Saturday, 22 January 2011

Its all about bikes

Donated Bikes
So far this year we have had 2 folding bikes, A Lenton Sport from the 1950's, a Raleigh Supreme, another Raleigh gents bike from the 1970s, a good BMX, a shaft drive bike, a Trek and a Bob Jackson.  Not to mention other assorted items and spares.  Unfortunately the Lenton Sport has a serious crack at the bottom of the seat tube which is a shame as its probably 531.  The Bob Jackson is in excellent condition frame and paint work and is 531c.  Here's a picture

This is a beauty but presents a problem, what do you do with it?
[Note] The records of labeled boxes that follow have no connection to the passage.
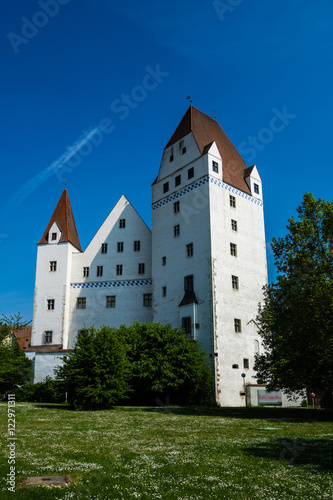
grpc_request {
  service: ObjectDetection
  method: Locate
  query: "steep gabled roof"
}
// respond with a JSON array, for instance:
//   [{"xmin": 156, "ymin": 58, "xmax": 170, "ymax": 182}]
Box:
[
  {"xmin": 164, "ymin": 105, "xmax": 250, "ymax": 193},
  {"xmin": 37, "ymin": 188, "xmax": 82, "ymax": 252}
]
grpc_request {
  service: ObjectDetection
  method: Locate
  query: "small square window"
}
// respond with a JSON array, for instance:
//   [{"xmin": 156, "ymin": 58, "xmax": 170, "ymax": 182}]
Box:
[
  {"xmin": 230, "ymin": 243, "xmax": 237, "ymax": 257},
  {"xmin": 212, "ymin": 161, "xmax": 219, "ymax": 174},
  {"xmin": 106, "ymin": 295, "xmax": 116, "ymax": 309},
  {"xmin": 44, "ymin": 330, "xmax": 53, "ymax": 344},
  {"xmin": 229, "ymin": 195, "xmax": 236, "ymax": 208},
  {"xmin": 46, "ymin": 299, "xmax": 54, "ymax": 311},
  {"xmin": 184, "ymin": 274, "xmax": 194, "ymax": 292},
  {"xmin": 234, "ymin": 318, "xmax": 242, "ymax": 333},
  {"xmin": 76, "ymin": 297, "xmax": 86, "ymax": 309},
  {"xmin": 50, "ymin": 260, "xmax": 57, "ymax": 272},
  {"xmin": 182, "ymin": 316, "xmax": 192, "ymax": 335},
  {"xmin": 143, "ymin": 293, "xmax": 152, "ymax": 307},
  {"xmin": 186, "ymin": 243, "xmax": 193, "ymax": 257},
  {"xmin": 138, "ymin": 264, "xmax": 145, "ymax": 274}
]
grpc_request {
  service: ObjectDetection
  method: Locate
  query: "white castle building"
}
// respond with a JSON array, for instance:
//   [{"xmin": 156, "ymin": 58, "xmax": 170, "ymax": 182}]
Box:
[{"xmin": 27, "ymin": 106, "xmax": 267, "ymax": 406}]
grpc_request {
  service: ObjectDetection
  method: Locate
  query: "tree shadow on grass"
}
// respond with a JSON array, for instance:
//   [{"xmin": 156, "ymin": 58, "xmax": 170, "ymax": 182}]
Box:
[
  {"xmin": 243, "ymin": 438, "xmax": 333, "ymax": 473},
  {"xmin": 145, "ymin": 406, "xmax": 333, "ymax": 422}
]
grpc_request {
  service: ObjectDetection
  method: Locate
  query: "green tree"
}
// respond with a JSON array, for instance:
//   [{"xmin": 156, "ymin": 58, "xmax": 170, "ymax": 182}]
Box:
[
  {"xmin": 119, "ymin": 323, "xmax": 213, "ymax": 403},
  {"xmin": 255, "ymin": 193, "xmax": 333, "ymax": 392},
  {"xmin": 0, "ymin": 314, "xmax": 33, "ymax": 394},
  {"xmin": 56, "ymin": 326, "xmax": 130, "ymax": 410}
]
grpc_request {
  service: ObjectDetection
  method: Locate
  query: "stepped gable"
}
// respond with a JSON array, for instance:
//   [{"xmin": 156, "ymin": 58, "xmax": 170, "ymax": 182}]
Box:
[
  {"xmin": 164, "ymin": 105, "xmax": 251, "ymax": 194},
  {"xmin": 37, "ymin": 188, "xmax": 82, "ymax": 252}
]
Rebuilding as originally specified with 14 speed would not make a desirable bike.  Putting a triple speed chain ring at the front is OK but this frame begs for something special.  A single speed or fixie is possible but for a good job would cost around £150  to £200 in parts if the wheels are included.  This makes the final price £300+ and a limited market.
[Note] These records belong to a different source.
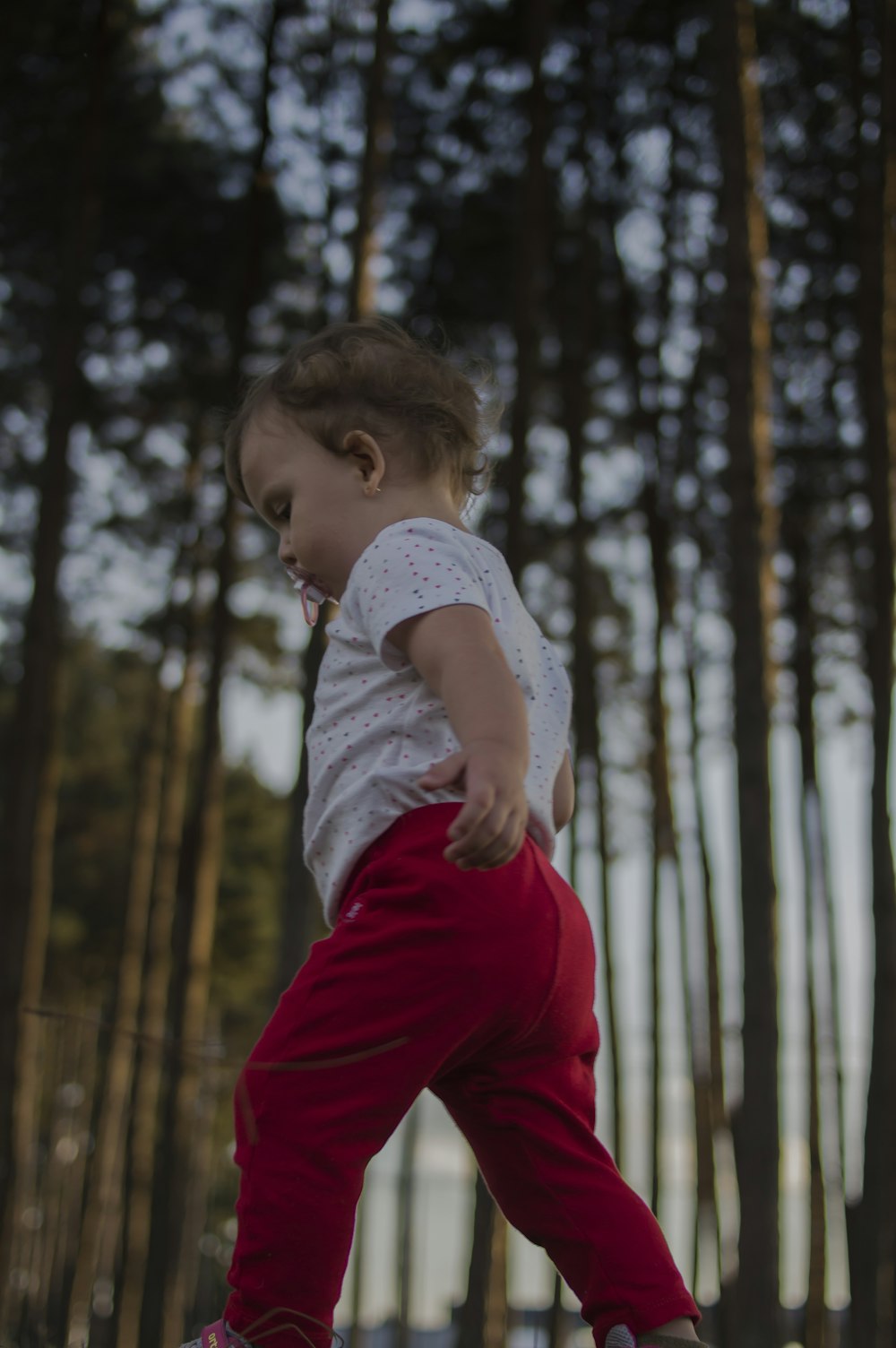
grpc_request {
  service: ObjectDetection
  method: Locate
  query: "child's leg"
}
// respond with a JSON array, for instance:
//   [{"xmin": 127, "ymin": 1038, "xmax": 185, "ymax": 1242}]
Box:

It may be better to sell the frame and with the money buy a new stand.  What a choice.

It's heartening to have had a number of people through the door wanting  their bikes serviced.  The cold weather and snow takes its toll on chains and sprockets.  The dark morning means that there is little day light time for bike maintenance.  There have been one or two bikes with chains that can flex a full circle.  We are busy and I hope it will stay that way. 

The Meditation of Wheel Building

About a year ago I started building bicycle wheels seriously as part of the Spindles project.  I had built a wheel about 3 years ago for my own bike which was a very unsatisfactory process as I didn't have the correct length spokes and so had to cut my existing spokes to length.   Since last year I've probably build about 16 wheels and so become somewhat more than a novice.  I found that there are three very important aspects to wheel building: getting the right length spokes, gradually increasing the tension and awareness.

The right length spokes.
I have used a number of the web based spoke length calculators but the best one for me is Sapim as its very clear as to what should be measured and seems to give the right answer.  I don't like the calculators where there is a drop down list of hubs or rims as the one I want is usually not there.  I can use a vernier calliper (at least an electronic one) and have a steel 650mm rule to get the measurements required by the site.  I've used DT spokes but have also started using Alpina plain gauge stainless steel as they come in boxes of 144 for about £20.  I have a box of blue nipples that provides a single marker spoke for each wheel that I'm building this year.  This is a trick I picked up from reading 'Its all about the bike' by Robert Penn.

Increasing the Tension 
Many words have been written about the number of turns to apply when threading nipples onto spokes during the lacing process.  I have found that to start, just screw the nipple up with fingers so that it's edge is just hiding the end of the thread is sufficient.  When lacing the alternate direction spokes, if there is tension building in the wheel then slacken off the other spokes with a couple of turns.  The aim is to have almost no tension in the spokes after it has been laced but all the nipples are at the same number of turns (assuming the rim is new and round).  Hopefully this gets the radial position even and no 'judder' up or down as well as lateral evenness.  At this point start to evenly increase the tension on each of the spokes using the 'key' spoke as a guide.  The best spoke keys are produced by Park.

The most important aspect of wheel building is being focused on what is happening.  Don't try to lace too quickly as mistakes are time consuming to rectify.  Go at a pace that allows the mind's attention to easily follow.  Don't listen to music or get distracted, just stay with the building of the wheel.   Focusing the mind is the most difficult thing but can also be the most rewarding.  Building wheels is almost a meditation practice: as the tension in the spokes is slowly built in the wheels so the tensions in the mind are released.  Before you know it the wheel is built.

Tuesday, 4 January 2011

Spindles in 2011

Saturday the 8th Januay is our first open day at the Pound Arts Centre in Corsham.  We have a number of new road and mountain bikes that are close to completion as well as the Cargo Carrier Bike that a friend in Biddeston is currently constructing.

On the agenda for 2011

We hope to do a newsletter for Katherine Park that will identify safe cycle routes into Corsham town.

Start a Wheel Building Service.

Promote the project in local magazines.

Find things to do with old tyres and inner tubes.